研究倫理の徹底と適正な調査手続きを求める
研究倫理の欠如とそれに対する本学の対応体制が問われている。研究不正の真偽が明らかになったわけではないが、元助教の研究姿勢と調査委員会による対応姿勢の双方に問題があると言わざるを得ない、
元助教は十数本の論文で画像データ等の流用による研究不正の疑惑がもたれた。調査委による画像解析の結果、11論文20項目という多岐にわたる研究不正があったと認定。昨年12月には元助教懲戒処分が発表された。
ここで一連の背景と問題点を整理する。ただし、研究不正それ自体の真偽は定かではないことを前提とする。
まず、元助教における問題点として、実験で得られたオリジナルデータの紛失が挙げられる。オリジナルデータを保存しておくということは、研究者作法の「いろは」の「い」であり、当たり前のことだ。仮に今回のような研究不正疑惑が浮上した場合、自身の潔白を証明する最良の手段はオリジナルデータを提示すること。そうでなくとも、科研費によって研究をしている以上、社会的な説明責任を果たすためにはオリジナルデータが必要となる。紛失したという時点で、研究者の資質を疑われかねない。
次に大学の調査委の問題点として以下の2点が指摘されている。
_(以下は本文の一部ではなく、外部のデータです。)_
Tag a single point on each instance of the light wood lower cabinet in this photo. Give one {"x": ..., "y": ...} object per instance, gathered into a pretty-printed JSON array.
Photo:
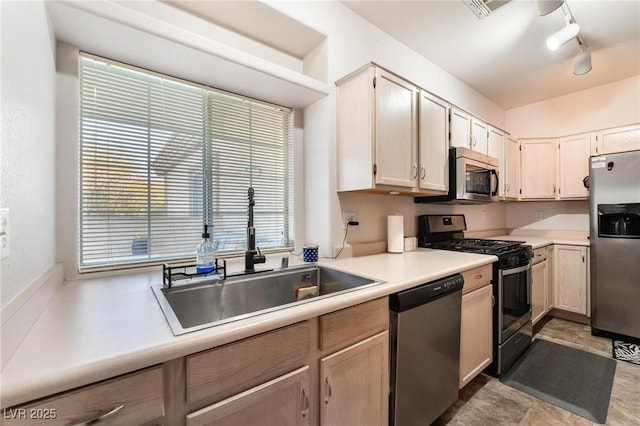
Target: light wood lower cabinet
[
  {"x": 283, "y": 401},
  {"x": 476, "y": 333},
  {"x": 355, "y": 384},
  {"x": 134, "y": 399},
  {"x": 540, "y": 290},
  {"x": 571, "y": 281}
]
①元助教が再実験の申し出をしたが、それを認めなかったこと②予備調査が省略されるなどガイドラインに沿った対応がなされず、事案ごとにことなった運用がなされていること。
データが紛失している以上、元助教が自身を正当化するには再実験しかなく、その機会が与えられなかったことは調査委の落ち度であろう。いたずらに時間稼ぎのための再実験は認められないが、今回はそれに当てはまらない。画像データの解析は精巧なものであり、外部への解析を依頼するなど相当な力の入れようだった。一方、調査委は再実験に対して積極的な姿勢は示さなかった。今回の争点は画像データの流用があったか否かであって、再実験の必要性は生じないという主張もある。しかし、オリジナルデータが紛失している以上、次に求められるのは再実験による証明であるはずだ。研究者の一生を左右しかねない案件であるだけに、慎重な対応が必要だったのではないか。
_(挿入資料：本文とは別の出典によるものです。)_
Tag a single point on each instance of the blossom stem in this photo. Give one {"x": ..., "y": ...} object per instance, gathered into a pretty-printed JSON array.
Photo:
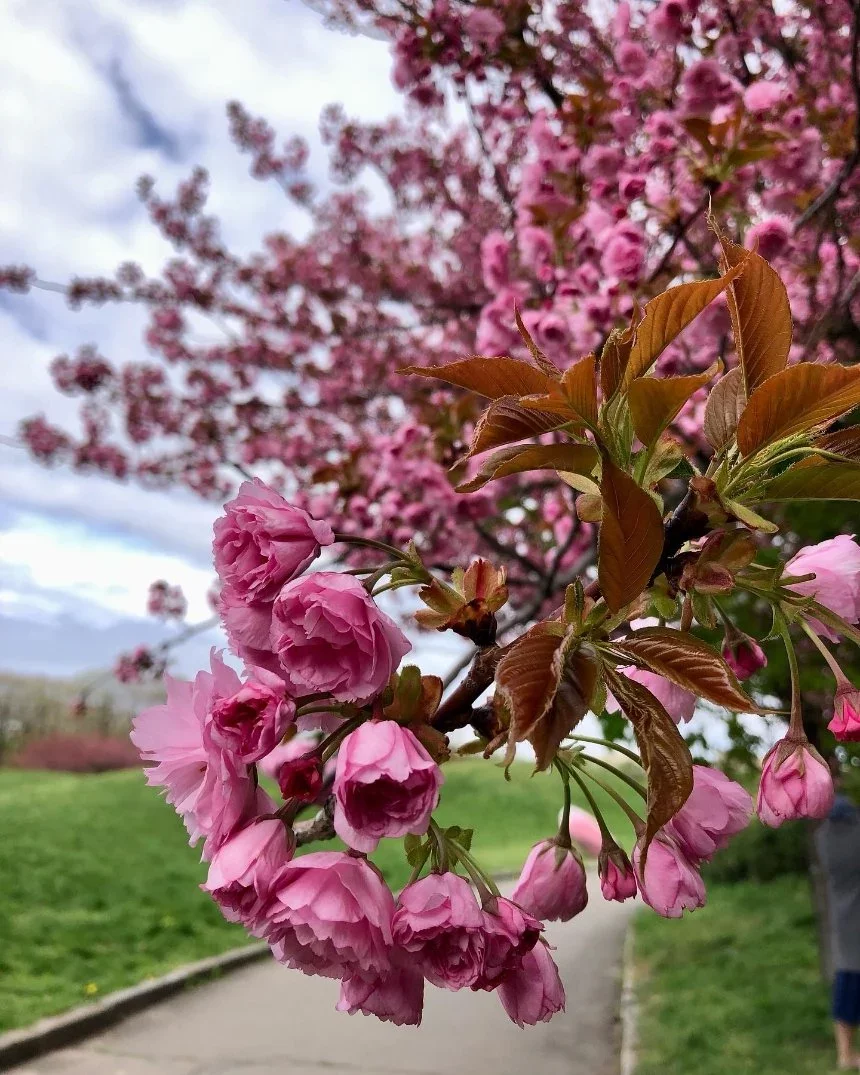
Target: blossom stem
[
  {"x": 635, "y": 785},
  {"x": 610, "y": 744}
]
また、ガイドラインの適応が事案ごとに異なることは、厳しく問題視されるべきだ。日本細菌学会という専門家集団からの告発であるため、予備調査を省略する正当な理由がないわけではない。しかし、適切な手続きに基づいて調査が行われなければ、その調査結果に反論する余地を与えることになる。研究不正の告発者と被告発者に対して十分な説明がなされた上で調査手続きが行われたかは疑問だ。
今回地裁による決定では、井上総長の論文不正疑惑(以下、総長論文問題)についての言及もある。総長論文問題の場合、ガイドラインにはない特例の「対応委員会」が立ち上げられ、本調査は開始されなかった。
ガイドラインは平成19年3月に制定された。研究不正に対する本学の体制を明文化することは重要であるが、その規定をないがしろにすることは、むしろ混乱を生じさせる。最適な研究環境を保持することは難しく、大学機構の根幹を揺るがしかねない。
いま求められているのは、正しい手続きで行われた厳正な調査に基づき、公正な処分が下されることだ。総長論文問題であっても、自身の疑惑に対する説明の義務と権利を重視しつつ、慎重な対応が求められている。